Patrice Lelorain nous offre dans ce roman, biographie, autobiographie toute une chronique des années 1980 en France. De ces débuts à l’école avec ses amis, ses connaissances, ses voisins, jusqu’à la fin des années 1980.

Nous avons une très grande quantité de personnages, tous désignés par leur prénom et au départ par leur initiale. Trop de personnages nuisent à la qualité de l’ouvrage, à mon avis, mais ils sont tous liés. Ils ont tous des liens parce qu’ils sont amis les uns avec les autres.
Patrice Lelorain en a vu du beau monde. Personnellement, même s’il donne les noms d’artistes de ces personnes quand elles ont réussi, je n’en ai reconnu aucune. Il faut dire que dans ces années-là, j’étais très jeune et plutôt préoccupée par ce qui se passait sur la scène anglaise, américaine et non française.
Ah oui, j’ai reconnu quelques noms de personnes, des noms de journaux que j’ai plus ou moins lu.
Cette chronique des années 1980 nous donne une société vraiment décadente, faite de soirées, d’alcool et surtout de drogues. Des drogues les plus soft aux drogues les plus dures. Certains s’en sortent comme l’auteur, car sportif, il a vite fait de comprendre que ce n’était pas fait pour lui. Mais d’autres trainent leur mal de vivre, jusqu’à la mort.
Nous assistons donc à l’évolution de Bois Colombe, de Paris, de ses bars, de ses sorties.
L’auteur s’attache à nous raconter sa vie amoureuse, surtout consacrée à des filles des pays du Nord de l’Europe ou de l’Allemagne.
Personnellement, dans ce livre, ce que j’ai aimé est le premier chapitre destiné à un de ses voisins et qui est un véritable souvenir et le dernier chapitre destiné à sa mère, qui est aussi un atout et une pièce maîtresse de ce roman.
Voilà, j’ai fini ce roman car comme d’habitude je n’aime pas laisser les romans en plan, par respect pour celui qui les a écrits. Mais personnellement, je trouve que cela ne vaut pas tellement le coup.
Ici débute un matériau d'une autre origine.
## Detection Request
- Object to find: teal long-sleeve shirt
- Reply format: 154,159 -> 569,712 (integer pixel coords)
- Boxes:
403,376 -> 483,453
Lu dans le cadre du Jury Littéraire de la FNAC.

Voici la présentation du roman par l’éditeur :

De Bois-Colombes à Paris, des Sables d’Olonne à Stockholm, Revenants met en scène la génération post-68, celle des silences et des non-dits, des causes incertaines, des gloires éphémères, des amours plurielles. Une génération perdue qui a le rock pour bannière.

Peuplé de fées désenchantées et de princes sans royaume, Revenants est une fresque underground, un roman choral écrit au cordeau.